Intervention for the young person
As the child gets older, a hip with residual dysplasia will give intrusive pain. A total hip arthroplasty for young and active patients, however, is not the best option. There is a risk of loosening and the revision rates are high. Alternative non-arthroplasty choices for the young patient include proximal femoral and periacetabular osteotomies to re-align the femoral head or re-position the acetabulum to delay the onset of arthritis. Surgical management of the problematic hip in adolescent and young adult patients can be challenging and technically difficult to do. As well as hip pain the patients may also have associated chronic instability. The optimum time for operative intervention is before there is too much wear on the cartilage and before arthritis sets in.
Legg Calvé Perthes disease
Legg Calvé Perthes disease (LCPD) (also known as Perthes disease) is a condition of the child’s hip of unknown aetiology which results in a deformed femoral head due to avascular necrosis. The condition is believed to be due to ischemia of the femoral head due to an interruption of its blood supply. Studies suggest that the articular cartilage, the bony femoral epiphysis, the growing physis and the metaphysis are all affected (Catterall et al., 1982). The aim of treatment, whether conservative or surgical, is to manage the child’s symptoms and preserve hip joint congruency throughout the approximate two year disease process (Herring, 1998). Outcomes of Perthes disease are largely dependent on age at diagnosis as well as on treatment modalities (Daly et al., 1999). Studies suggest that >50% of patients will develop osteoarthritis in their 60s (Perry et al., 2012) and require early total hip replacements. Recent research has investigated the effect of bisphosphonates on animals with induced Perthes. Early results of ongoing research have shown effectiveness on increasing bone density, bone mineral content and strength (Little and Kim 2011).

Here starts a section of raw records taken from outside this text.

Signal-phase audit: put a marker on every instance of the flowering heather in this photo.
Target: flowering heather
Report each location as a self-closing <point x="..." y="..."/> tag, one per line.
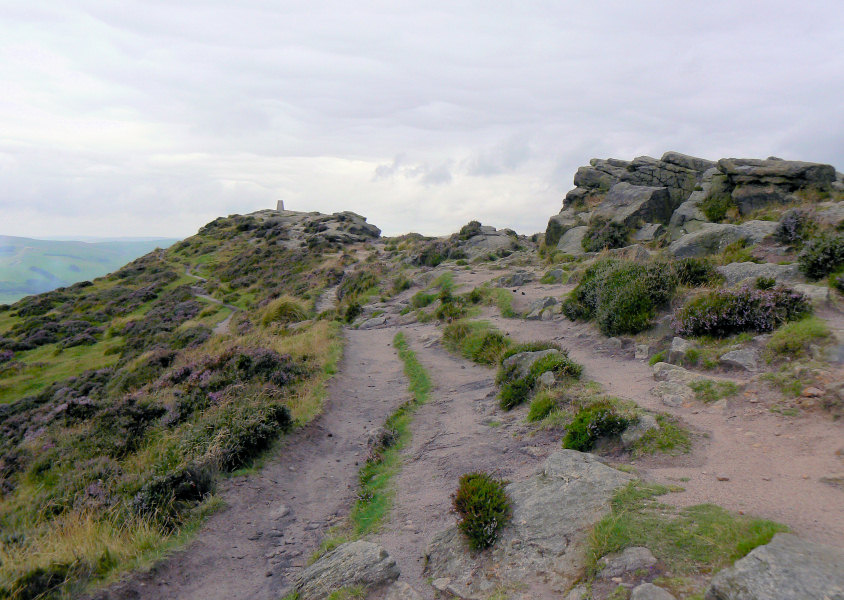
<point x="725" y="312"/>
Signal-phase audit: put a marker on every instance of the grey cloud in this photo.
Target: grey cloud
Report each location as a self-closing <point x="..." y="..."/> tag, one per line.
<point x="165" y="110"/>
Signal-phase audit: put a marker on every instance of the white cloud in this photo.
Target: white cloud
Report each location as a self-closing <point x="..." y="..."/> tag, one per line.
<point x="151" y="118"/>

Aetiology and epidemiology
The cause of Perthes is unknown. A study by Glueck et al. (1996), however, found 75% of participants had abnormal coagulation properties. Thrombophilia as a cause, however, has not been proven and debate regarding the reason for the temporary deficient blood supply of the femoral head continues (Kim 2010). Studies of epidemiology indicate a varied incidence of between 6–15.6 per 100 000. A higher incidence is reported in lower socioeconomic and urban areas and a lower incidence in rural areas. Ethnicity may be a factor as Caucasians are affected more than other races with fewer numbers affected in the African and Chinese populations. It is also more common in the Japanese and in some parts of central Europe (Nochimson 2011). The condition predominantly affects boys from four to eight years and children who are small for their age and have a low BMI (body mass index) (Judd and Wright 2005). The condition is bilateral in 10% of cases.
The child usually presents to the general practitioner with a history of limp and complaints of pain in either their hip or knee. Clinical examination frequently reveals reduced hip abduction with pain at the extreme of movement on the affected side. An initial radiograph may show evidence of the disease, but often it is the subsequent X-rays or an MRI which demonstrates changes in the appearance of the femoral head and confirms the diagnosis (Dillman and Hernandez 2009) (see Figure 22.6). There is a number of classification systems used to grade the stage of the disease and used in the further monitoring of the disease status (Box 22.4). A bone age (left hand X-ray) is also useful in determining the child’s actual skeletal and chronological ages which assists with treatment planning strategies. MRI can also be used.